NYU physics professor Alan Sokal wrote a paper entitled “Transgressing the Boundaries: Towards a Transformative Hermeneutics of Quantum Gravity” which was published in 1996 in Duke University’s Social Text, a cultural studies journal. The same day the article was published–with no peer review, incidentally–Sokal announced in Lingua Franca that the whole thing was a hoax, a collection of nonsense, buzzwords, and jargon, making liberal use of recontextualized quotes. Sokal’s intention was to provoke the postmodern tendencies of humanities professors, whom he viewed as having a poor understanding of the science they critiqued.
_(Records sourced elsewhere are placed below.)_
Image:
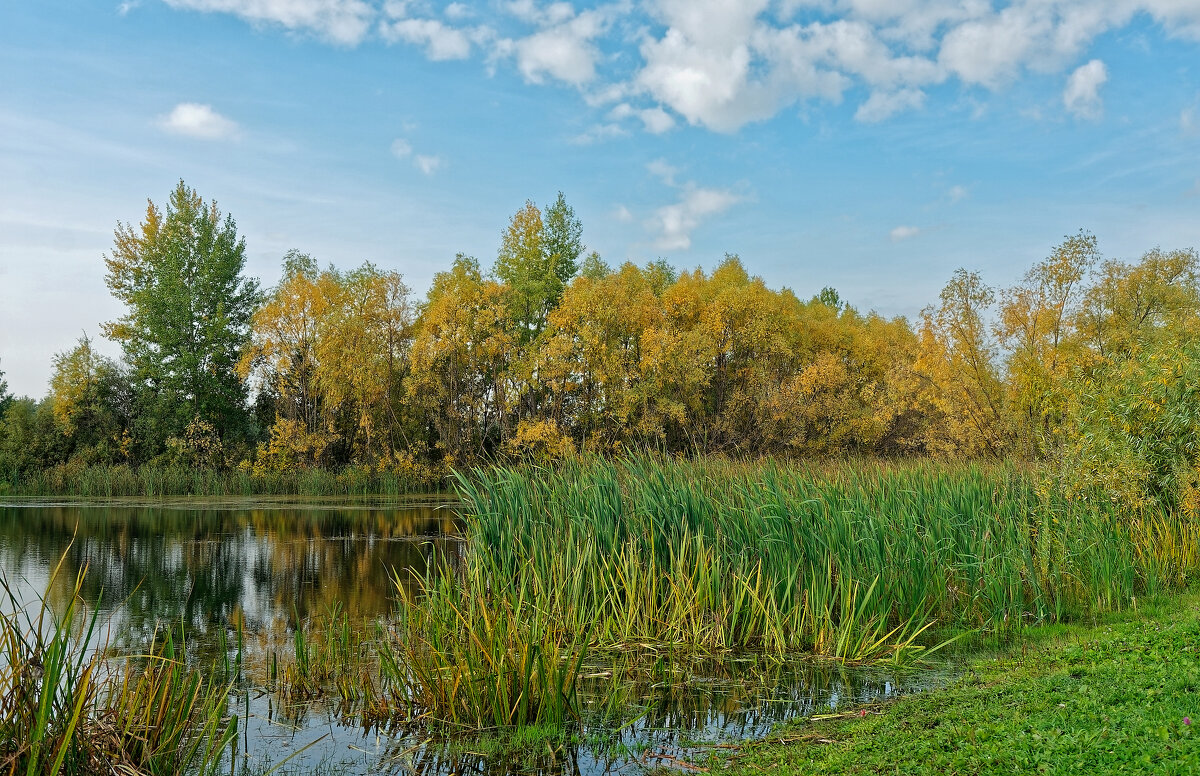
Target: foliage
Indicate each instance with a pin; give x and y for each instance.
(331, 352)
(187, 317)
(1114, 697)
(1135, 437)
(850, 561)
(6, 397)
(65, 709)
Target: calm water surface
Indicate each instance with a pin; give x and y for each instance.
(265, 565)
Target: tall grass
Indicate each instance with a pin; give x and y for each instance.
(67, 709)
(850, 561)
(154, 481)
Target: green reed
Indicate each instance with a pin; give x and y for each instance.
(852, 561)
(67, 709)
(154, 481)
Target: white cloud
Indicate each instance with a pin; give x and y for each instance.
(721, 64)
(1083, 92)
(663, 170)
(675, 223)
(881, 104)
(427, 164)
(600, 132)
(201, 121)
(401, 149)
(345, 22)
(655, 120)
(457, 11)
(564, 49)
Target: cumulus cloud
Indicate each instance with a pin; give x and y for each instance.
(721, 64)
(675, 223)
(196, 120)
(426, 163)
(563, 49)
(345, 22)
(1083, 92)
(881, 104)
(401, 149)
(654, 120)
(672, 224)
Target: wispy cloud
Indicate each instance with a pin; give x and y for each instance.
(345, 22)
(196, 120)
(426, 163)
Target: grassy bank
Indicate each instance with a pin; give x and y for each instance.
(67, 709)
(154, 481)
(849, 561)
(1110, 698)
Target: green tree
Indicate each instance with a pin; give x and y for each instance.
(5, 396)
(564, 241)
(179, 274)
(538, 258)
(88, 397)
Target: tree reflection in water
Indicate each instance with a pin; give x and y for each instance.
(209, 566)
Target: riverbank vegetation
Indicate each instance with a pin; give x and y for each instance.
(1109, 697)
(66, 708)
(1086, 366)
(657, 557)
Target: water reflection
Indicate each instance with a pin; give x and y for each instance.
(216, 567)
(203, 565)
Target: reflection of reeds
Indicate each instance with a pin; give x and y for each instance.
(851, 561)
(64, 709)
(471, 660)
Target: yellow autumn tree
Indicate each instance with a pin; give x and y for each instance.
(960, 379)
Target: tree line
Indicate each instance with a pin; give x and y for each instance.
(1086, 364)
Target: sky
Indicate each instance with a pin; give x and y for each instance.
(868, 145)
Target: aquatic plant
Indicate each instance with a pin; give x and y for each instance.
(853, 561)
(66, 708)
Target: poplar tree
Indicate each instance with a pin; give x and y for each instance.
(179, 274)
(5, 396)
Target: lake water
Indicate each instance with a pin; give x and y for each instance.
(215, 566)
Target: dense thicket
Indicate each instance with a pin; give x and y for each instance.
(1085, 364)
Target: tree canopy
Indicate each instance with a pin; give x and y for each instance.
(179, 274)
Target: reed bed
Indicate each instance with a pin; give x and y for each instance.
(851, 561)
(154, 481)
(66, 709)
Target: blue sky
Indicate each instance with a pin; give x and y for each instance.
(871, 145)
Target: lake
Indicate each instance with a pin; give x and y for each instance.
(258, 567)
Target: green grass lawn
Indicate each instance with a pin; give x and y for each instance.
(1113, 697)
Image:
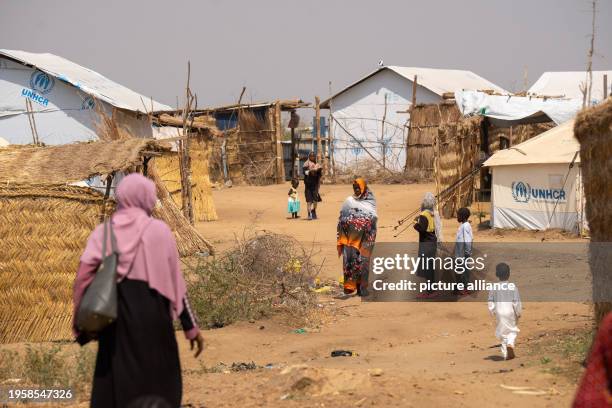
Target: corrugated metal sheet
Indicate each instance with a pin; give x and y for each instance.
(568, 84)
(86, 80)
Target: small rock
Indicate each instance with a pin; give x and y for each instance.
(376, 372)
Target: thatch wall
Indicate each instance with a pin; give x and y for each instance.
(446, 146)
(43, 231)
(423, 130)
(593, 129)
(169, 172)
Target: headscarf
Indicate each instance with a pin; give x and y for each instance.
(146, 246)
(311, 164)
(357, 222)
(429, 204)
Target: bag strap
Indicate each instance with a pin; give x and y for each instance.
(113, 240)
(104, 241)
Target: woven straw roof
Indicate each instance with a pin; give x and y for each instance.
(73, 162)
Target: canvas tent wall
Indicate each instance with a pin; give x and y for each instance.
(369, 117)
(568, 84)
(47, 211)
(65, 101)
(537, 184)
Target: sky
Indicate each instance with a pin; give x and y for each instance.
(286, 49)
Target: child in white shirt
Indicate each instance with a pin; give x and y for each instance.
(506, 306)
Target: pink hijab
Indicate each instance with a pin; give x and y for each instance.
(146, 246)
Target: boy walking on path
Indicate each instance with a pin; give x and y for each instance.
(506, 306)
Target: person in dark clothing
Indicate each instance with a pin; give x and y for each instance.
(312, 180)
(138, 354)
(427, 224)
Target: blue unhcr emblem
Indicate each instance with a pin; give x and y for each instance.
(41, 82)
(521, 191)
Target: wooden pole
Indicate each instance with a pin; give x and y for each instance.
(280, 168)
(412, 104)
(320, 154)
(184, 157)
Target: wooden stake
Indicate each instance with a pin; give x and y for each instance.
(320, 154)
(412, 104)
(185, 158)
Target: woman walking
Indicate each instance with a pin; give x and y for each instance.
(429, 228)
(356, 237)
(137, 354)
(312, 180)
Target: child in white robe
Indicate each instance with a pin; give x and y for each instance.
(506, 306)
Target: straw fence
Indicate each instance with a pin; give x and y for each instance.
(168, 171)
(250, 149)
(593, 129)
(44, 228)
(444, 145)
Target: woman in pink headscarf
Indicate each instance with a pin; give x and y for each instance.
(138, 354)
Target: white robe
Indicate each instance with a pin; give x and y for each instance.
(506, 306)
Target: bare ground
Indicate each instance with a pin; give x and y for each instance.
(409, 354)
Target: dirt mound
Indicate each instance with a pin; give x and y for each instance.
(303, 381)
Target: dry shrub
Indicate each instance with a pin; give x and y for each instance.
(263, 273)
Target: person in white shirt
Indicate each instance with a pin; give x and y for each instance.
(506, 306)
(463, 248)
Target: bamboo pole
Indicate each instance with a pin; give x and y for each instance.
(412, 104)
(184, 157)
(318, 129)
(280, 168)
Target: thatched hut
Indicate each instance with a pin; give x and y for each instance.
(51, 198)
(593, 129)
(447, 147)
(250, 149)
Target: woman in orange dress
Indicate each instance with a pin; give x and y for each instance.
(356, 237)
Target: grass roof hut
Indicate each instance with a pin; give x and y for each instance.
(593, 129)
(49, 204)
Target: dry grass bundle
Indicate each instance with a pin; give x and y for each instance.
(593, 129)
(189, 241)
(41, 239)
(169, 172)
(73, 162)
(262, 274)
(424, 123)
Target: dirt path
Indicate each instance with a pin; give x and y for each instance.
(410, 354)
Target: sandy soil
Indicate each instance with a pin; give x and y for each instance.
(410, 354)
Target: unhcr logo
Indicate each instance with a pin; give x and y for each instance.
(523, 192)
(41, 82)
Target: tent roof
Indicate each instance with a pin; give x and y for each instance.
(56, 165)
(439, 81)
(86, 80)
(557, 145)
(567, 84)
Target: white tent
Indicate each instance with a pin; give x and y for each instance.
(567, 84)
(62, 102)
(537, 184)
(369, 117)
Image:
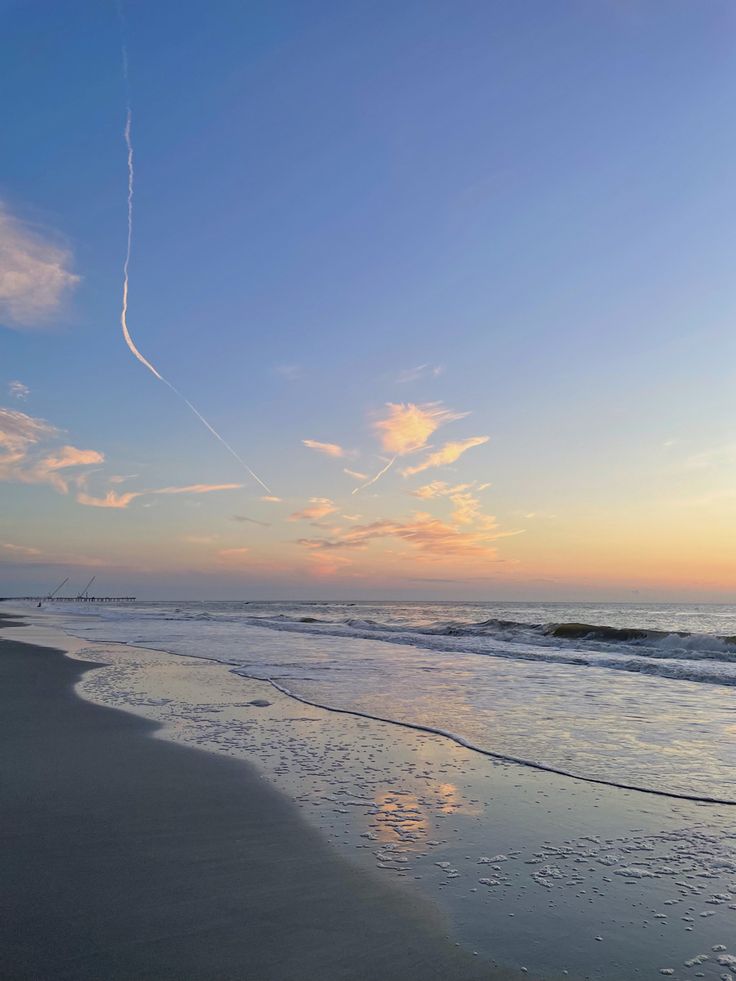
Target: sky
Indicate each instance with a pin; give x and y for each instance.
(425, 300)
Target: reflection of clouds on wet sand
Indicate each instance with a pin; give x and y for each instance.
(504, 851)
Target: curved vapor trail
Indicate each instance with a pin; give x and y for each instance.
(124, 312)
(377, 476)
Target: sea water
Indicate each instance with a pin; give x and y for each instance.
(632, 695)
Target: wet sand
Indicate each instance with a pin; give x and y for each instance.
(126, 857)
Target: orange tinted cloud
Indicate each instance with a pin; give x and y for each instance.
(407, 427)
(423, 531)
(446, 454)
(114, 500)
(319, 507)
(329, 449)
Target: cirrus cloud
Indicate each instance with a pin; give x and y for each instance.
(35, 274)
(446, 454)
(329, 449)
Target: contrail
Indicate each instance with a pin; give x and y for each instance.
(124, 312)
(377, 477)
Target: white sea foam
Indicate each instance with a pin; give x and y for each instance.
(598, 709)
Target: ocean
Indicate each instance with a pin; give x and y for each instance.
(632, 695)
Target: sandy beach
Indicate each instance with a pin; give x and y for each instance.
(126, 857)
(530, 873)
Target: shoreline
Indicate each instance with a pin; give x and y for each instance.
(135, 858)
(585, 881)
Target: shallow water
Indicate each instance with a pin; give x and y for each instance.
(653, 708)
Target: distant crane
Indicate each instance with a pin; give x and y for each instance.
(51, 595)
(83, 594)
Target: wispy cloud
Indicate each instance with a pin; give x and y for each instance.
(319, 507)
(19, 549)
(406, 428)
(112, 499)
(420, 371)
(35, 274)
(252, 521)
(329, 449)
(18, 390)
(423, 531)
(22, 461)
(446, 454)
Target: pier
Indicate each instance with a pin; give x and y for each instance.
(81, 597)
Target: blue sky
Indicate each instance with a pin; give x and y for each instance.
(533, 201)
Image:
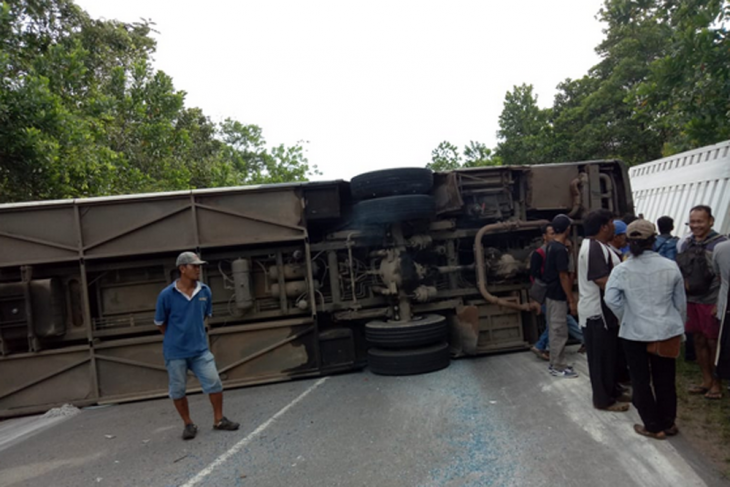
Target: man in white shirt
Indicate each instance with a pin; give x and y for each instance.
(595, 262)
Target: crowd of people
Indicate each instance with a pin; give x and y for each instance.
(641, 294)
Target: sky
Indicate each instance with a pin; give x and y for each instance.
(370, 84)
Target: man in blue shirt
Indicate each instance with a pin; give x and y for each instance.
(666, 244)
(181, 311)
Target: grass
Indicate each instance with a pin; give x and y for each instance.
(705, 423)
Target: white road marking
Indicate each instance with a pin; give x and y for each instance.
(237, 447)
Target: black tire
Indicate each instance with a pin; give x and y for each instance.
(409, 362)
(422, 331)
(391, 182)
(394, 209)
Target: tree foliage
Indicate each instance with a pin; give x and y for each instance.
(84, 113)
(446, 156)
(662, 86)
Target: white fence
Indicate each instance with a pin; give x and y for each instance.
(673, 185)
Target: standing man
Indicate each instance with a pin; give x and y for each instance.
(702, 286)
(721, 262)
(595, 263)
(666, 244)
(559, 297)
(181, 311)
(537, 269)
Now, anyone who has spent any time in any university’s cultural studies department or English department (they tend to be the same thing nowadays) knows that postmodernism is all the rage: the dominant thinkers tend to be of the deconstructionist/post-structuralist school of thought–Derrida, Kristeva, Deleuze, Foucault, Butler, and so on. The major goal of deconstructive analysis is to disrupt the traditional, metaphysical groundings that have been accepted as “natural” to philosophy–to free up marginalized and subjugated areas of thought and break through the layers of sedimentary “givens.” In this sense, deconstruction takes a major queue from the philosophy of Friedrich Nietzsche. In many ways Nietzsche provided not only some of the major questions that initiate a deconstructive philosophy, but also a model for how those ideas would be presented in writing.
Nietzsche’s writing is poetic and often ironically self-reflexive. In his essay “On Truth and Lie in an Extra-Moral Sense,” he makes the claim that all language is an anthropomorphic jumble of metaphors, that concepts are only constructed upon other concepts, all understood through an anthropocentric viewpoint that is impossible to abandon. Nietzsche’s writing contains this awareness; he frames his argument in a series of illustrative metaphors and similes, arguing that language does not permit people to reach the true essence of “the thing in itself”; rather, concepts are the “fractured echo[es]” of the ego seeking recognition—deceptions and illusions. In Nietzsche’s view, science can only build on these empty metaphors and therefore all scientific, empirical knowledge is a house of cards waiting to collapse. Nietzsche prefers an irrational, intuitive, liquid approach to life—a “playing with seriousness”: by abandoning stoic, static reasoning, one will gain “illumination, cheer, and redemption.” This joyful disruption is one starting point for the deconstructionists who Sokal attacked in his hoax.
Sokal obviously disagrees with Nietzsche: as a physicist, Sokal clearly values empirical, rational thought. But his real disagreement is with his perception of an abusive misuse of scientific and mathematic terminology by humanities professors. Sokal views the majority of post-modern theorists as perpetrators of hogwash, arrogant elitists who obfuscate their hollow ideas in jargon.
Okay. Now. So. Is Sokal right? Is there a tendency in humanities departments toward obscurantism with elitist undertones? Absolutely. However, I see this as the academic byproduct of the writers under attack, the detritus of myriad misunderstandings and misreadings. Nobody’s perfect, obviously. I disagree that certain of the writers Sokal attacks–Julia Kristeva in particular (a hero of mine, whose writing I find to be both wonderfully lucid and poetically profound)–are purposefully difficult. Most of the deconstructionists mentioned above take their lead from Nietzsche, and thus employ a strange, elliptical, roundabout and often poetic strategy to their writing. The deconstructionist methodology itself is an affront to easy readings–simply put, it’s meant to make you think. Furthermore, philosophy, for most of us, is not beach reading.
Interestingly, and perhaps ironically, Sokal’s gesture is an essentially postmodern move, a deconstructive move–a challenge to the new establishment of academic humanities and cultural studies. Even his use of recontextualized quotes is an affirmation of Derrida’s concept of iterability. The greatest value of the hoax is that it reinforces the tenets of deconstruction: to upset the places we feel are comfortable and safe, prompting constant re-examination of our aims and goals. Sokal’s hoax initiates a dynamic rethinking of the way we write and the way we read. Who are we writing for? How are we presenting our ideas? Do we understand what we are saying? More than anything, Sokal’s hoax calls attention to the constant need for peer review, for academia to question itself, its products, its institutions.